演劇(芝居)を観る。映画を観る。小説を読む。マンガを読む。こうした行為はコミュニケーションである。コミュニケーションの目的は当然「伝達」にあるわけで、自分が演劇(芝居)なり映画なり小説なりマンガなりで描いた内容を観客や読み手に伝えるために行っているわけだ。そこで「わからない」という感想が出てくる、というのはつまり「伝わっていない」ということになる。本来の目的が果たせていないわけだ。
作り手側にも受け手を選ぶ権利がないとはいえない。基本的には需要と供給の関係性は保たれると思う。観たい、読みたい、という思いはなんらかの事前情報を元に生まれるものだろうから。
しかし、その結果「わからない」という感想をもたれてしまった場合に、「わからないのはあなたのレベルが低いから」と言ってしまうのは、少なくとも作り手側の人間がすべきではないことのように思える(正直いえば同じ観客の立場でも嫌だが)。
例えば、ここに非常に難解な数式があったとする。その数式をそのまま見て理解できるのは、数学知識が高い人だけだろう。だが、その数式を数学知識が高い人だけでなく、素人レベルに近い人にまで理解させることができる説明能力を持つ人もいるはずだ。「レベルが高い」というのはそういうことだと私は思う。わからない人にまでわからせることができる。それが才能であり技術なのではないだろうか。「わかる人にだけわかればいい」というのは、逆にいえば「わかる人にしかわかってもらえない」程度のものだ。まあ「それで満足です」という、というのかもしれないが。それを「お前のレベルが低いから」というのは違うんじゃないのかと。よしんばそうだとしても、同時に伝える側のレベルも低いということだよ。
まあ、どうやっても「感覚的にわからない」という部分も実際は存在するわけで、それに関してはどうしようもない部分が多い。ただ、当たり前だがそれは「レベルの違い」ではない。これもたまに混同されていて「なんだかなあ」と思うことがある。
それと自覚的テクニックとしての「わかる人がわかればいい」というのも存在する。だがこれはある程度ポイントを絞った上でのテクニックであり、根本的な部分ではない。たとえば、劇中や場面の中に散りばめられた小ネタとかそういう類のものだ。基本的構造はわかったその上で、「わかる人はもっと楽しめる」というのはあってもいいと思う。
前述の感想を書いてあったサイトの中のひとつに「こういうのが理解されないから演劇は不遇だなあ」という感想もあった。
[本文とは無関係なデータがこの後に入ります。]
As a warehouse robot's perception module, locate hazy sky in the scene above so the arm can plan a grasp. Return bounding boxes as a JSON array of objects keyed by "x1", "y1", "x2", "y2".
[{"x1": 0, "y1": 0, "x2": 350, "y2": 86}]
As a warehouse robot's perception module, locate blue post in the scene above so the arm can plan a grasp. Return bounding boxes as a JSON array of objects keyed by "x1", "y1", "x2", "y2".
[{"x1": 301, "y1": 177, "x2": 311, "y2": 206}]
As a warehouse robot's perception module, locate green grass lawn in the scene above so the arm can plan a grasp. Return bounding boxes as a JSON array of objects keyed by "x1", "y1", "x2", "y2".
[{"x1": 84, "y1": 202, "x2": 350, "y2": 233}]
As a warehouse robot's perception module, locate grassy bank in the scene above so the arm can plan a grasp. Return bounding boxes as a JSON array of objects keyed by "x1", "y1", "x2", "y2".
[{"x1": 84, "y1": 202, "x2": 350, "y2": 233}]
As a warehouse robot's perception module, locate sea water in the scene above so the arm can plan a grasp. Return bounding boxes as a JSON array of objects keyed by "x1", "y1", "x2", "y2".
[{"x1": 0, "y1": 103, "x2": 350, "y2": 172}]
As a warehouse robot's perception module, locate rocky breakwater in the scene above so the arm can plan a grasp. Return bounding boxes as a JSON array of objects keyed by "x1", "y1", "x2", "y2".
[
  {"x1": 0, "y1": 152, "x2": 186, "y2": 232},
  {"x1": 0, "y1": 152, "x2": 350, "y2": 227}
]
違うだろ。「わかる人にしかわからない」ことばかりやってきたから演劇はこういう境遇になったのだよ。かなり以前にも書いたが、一時のアングラ全盛期がそうさせたのだよ。自らが一般の観客を排除し、さらに「わかった」つもりになっている観客が「お前らにはわからんだろう」という選民的感覚を持っていたからこそ、こうなったのだよ。
環境を嘆くことは簡単だが、自分がそれに加担している意識がない、ということが往々にして見られる。これは出版業界も同じだなあ。